The past three-plus months of my life have been unreal. I cannot put into words the amount of stress, fear and anxiety that I have felt while recovering from this life-saving surgery. I often find myself asking God, why? Why did my recovery have to be this challenging? Why did the cancer return in the first place? And why did it have to happen after Dan died? And if we are going there, why did Dan die? What was the purpose of all of this? I realize that I am never going to have answers to these questions. But what I do realize is how much I have changed from this recovery process, and the past three years of my life. I have learned the true meaning of patience and faith. I have learned to let others help me, and that coming across as weak and helpless is not the end of the world. I have learned that true friends stick by your side through the worst times; even when things get scary. I have learned that family will do absolutely everything and anything for the ones that they love. I have learned that even when it doesn't seem like it, God is with us through everything; even when He is silent. I have learned a new level of strength and perseverance. I am a changed woman. I truly believe that God has big plans for my life. And I believe that I needed to experience all that I have experienced in order to achieve these plans.
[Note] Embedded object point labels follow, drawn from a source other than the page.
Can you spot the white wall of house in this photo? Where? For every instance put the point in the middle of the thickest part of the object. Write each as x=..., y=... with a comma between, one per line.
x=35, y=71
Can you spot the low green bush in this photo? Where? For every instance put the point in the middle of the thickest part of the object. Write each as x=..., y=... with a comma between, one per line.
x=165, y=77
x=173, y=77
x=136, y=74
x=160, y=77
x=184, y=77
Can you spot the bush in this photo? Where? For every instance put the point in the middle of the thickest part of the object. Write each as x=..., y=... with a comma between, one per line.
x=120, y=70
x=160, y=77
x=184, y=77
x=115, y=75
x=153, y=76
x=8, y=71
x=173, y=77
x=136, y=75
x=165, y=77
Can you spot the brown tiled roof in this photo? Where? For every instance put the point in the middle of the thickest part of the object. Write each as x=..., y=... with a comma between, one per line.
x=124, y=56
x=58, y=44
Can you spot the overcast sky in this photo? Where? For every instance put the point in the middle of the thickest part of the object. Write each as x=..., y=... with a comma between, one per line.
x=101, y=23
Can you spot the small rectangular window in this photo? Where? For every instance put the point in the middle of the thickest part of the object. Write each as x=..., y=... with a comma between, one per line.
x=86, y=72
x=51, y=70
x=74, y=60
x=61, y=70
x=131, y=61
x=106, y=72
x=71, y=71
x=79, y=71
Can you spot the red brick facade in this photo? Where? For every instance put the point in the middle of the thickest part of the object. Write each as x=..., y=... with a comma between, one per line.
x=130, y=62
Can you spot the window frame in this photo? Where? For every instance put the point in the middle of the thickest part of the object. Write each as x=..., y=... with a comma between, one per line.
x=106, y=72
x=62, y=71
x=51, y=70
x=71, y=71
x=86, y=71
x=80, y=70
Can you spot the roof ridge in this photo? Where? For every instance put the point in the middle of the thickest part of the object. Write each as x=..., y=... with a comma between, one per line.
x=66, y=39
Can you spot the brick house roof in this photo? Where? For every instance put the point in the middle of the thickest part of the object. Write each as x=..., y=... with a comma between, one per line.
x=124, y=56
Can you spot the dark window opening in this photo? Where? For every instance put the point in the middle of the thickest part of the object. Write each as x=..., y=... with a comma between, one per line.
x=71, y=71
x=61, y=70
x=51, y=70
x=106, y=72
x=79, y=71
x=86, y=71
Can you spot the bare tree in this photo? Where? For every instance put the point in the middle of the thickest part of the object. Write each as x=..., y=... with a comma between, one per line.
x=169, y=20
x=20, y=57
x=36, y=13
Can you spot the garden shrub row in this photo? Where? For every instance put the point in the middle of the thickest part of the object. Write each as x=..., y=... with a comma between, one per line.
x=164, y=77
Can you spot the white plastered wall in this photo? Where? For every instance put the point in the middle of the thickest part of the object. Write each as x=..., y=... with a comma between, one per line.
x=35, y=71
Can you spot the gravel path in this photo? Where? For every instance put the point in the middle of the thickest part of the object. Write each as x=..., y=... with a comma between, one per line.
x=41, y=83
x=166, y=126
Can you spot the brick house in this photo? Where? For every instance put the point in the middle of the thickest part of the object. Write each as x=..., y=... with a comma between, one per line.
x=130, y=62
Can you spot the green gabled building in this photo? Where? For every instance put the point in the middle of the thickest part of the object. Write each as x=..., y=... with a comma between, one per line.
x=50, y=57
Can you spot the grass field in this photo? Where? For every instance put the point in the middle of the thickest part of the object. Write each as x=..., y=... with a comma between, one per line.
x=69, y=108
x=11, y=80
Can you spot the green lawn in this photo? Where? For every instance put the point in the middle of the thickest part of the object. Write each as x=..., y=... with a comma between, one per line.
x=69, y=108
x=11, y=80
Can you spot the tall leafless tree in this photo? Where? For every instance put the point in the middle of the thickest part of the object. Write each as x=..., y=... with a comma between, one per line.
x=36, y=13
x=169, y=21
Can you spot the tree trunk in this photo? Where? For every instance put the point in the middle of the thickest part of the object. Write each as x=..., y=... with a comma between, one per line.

I have lost a lot in this life. I have lost my beautiful best friend and Husband. I have lost the ability to have children naturally. I have lost my hair. I have lost my femininity. And I have lost, what feels like, the past three months of my life. But what I have gained is so much more: an incredible guardian angel, faith like a child, a clean bill of health, and most importantly, a new outlook on this life that I am blessed to have the opportunity to live.

And it must be said, I have the very BEST support system that any person can ask for! A huge THANK YOU to those who have supported me, in one way or another! Each and every visit, phone call, text message, Facebook post, and blog post have made this recovery process so much easier! Again, thank you! Now on to the next phase of my life. I have never been more excited to start a new year. I truly do believe that 2013 is going to be my year! Perhaps a new career? Perhaps a new relationship? Traveling? Whatever it brings, I can't wait to experience it healthy and cancer free!